To kick things off, I needed to gather all the product information from the source website. Since the website was powered by WordPress, and the public API was exposed (be aware) the products’ names and links. At first glance, it seemed like an easy task: I could use a simple loop with search parameters like per_page and page to paginate through all the product listings.

const API_URL = 'https://example.com/wp-json/wp/v2/products'

async function fetchAllProductLinks() {
  let allProductDetails = []
  let page = 1
  let products = []

  try {
    // Keep fetching as long as there are products in the response
    do {
      const response = await fetch(`${API_URL}?per_page=20&page=${page}`)
      products = response.data
      // Push an object containing both link and name to the result array
      allProductDetails = allProductDetails.concat(
        products.map((product) => ({
          link: product.link,
          name: product.name
        }))
      )
      page++
    } while (products.length > 0) // Stop if no products are returned

    return allProductDetails
  } catch (error) {
    console.error('Error fetching product links and names:', error)
  }
}

With this code, I was able to easily collect all the product links. But the real work started when I needed to scrape detailed information from each individual product page. That's where Cheerio came in.

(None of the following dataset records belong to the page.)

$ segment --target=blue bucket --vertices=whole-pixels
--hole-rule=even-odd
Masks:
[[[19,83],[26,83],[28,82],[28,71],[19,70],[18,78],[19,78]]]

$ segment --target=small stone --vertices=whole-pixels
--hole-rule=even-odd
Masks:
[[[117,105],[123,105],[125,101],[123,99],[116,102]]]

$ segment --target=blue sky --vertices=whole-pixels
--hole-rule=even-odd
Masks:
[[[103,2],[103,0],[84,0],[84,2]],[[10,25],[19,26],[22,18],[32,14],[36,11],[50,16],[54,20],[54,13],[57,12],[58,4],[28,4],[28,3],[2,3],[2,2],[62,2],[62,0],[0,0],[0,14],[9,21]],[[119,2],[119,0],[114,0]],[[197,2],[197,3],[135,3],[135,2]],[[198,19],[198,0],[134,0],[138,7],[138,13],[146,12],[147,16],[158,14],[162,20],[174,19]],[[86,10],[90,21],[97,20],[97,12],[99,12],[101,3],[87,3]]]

Cheerio is a fast and lightweight library that mimics jQuery, making it perfect for scraping HTML content from a page. I used it to load each product page and extract key details, such as the product name, description, images, and more.

const cheerio = require('cheerio')

async function scrapeProductDetails(url) {
  try {
    // this is a CORS proxy to bypass the CORS issue
    const { data } = await fetch(`https://cors-anywhere.herokuapp.com/` + url)
    const $ = cheerio.load(data)

    // Heres where you need to use your browser console skills to find the right selectors
    const productName = $('h1').text()
    const productDescription = $('meta[name="description"]').attr('content')
    const productImage = $('img.product-image').attr('src')

    return { productName, productDescription, productImage }
  } catch (error) {
    console.error('Error scraping product details:', error)
  }
}

Now that I had a way to scrape product details, I ran into a familiar problem — CORS errors. Since I was making requests from my server to an external API, the browser blocked the requests due to cross-origin restrictions. Fortunately, I was able to bypass this using Heroku CORS Anywhere, which acted as a proxy to resolve the CORS issue.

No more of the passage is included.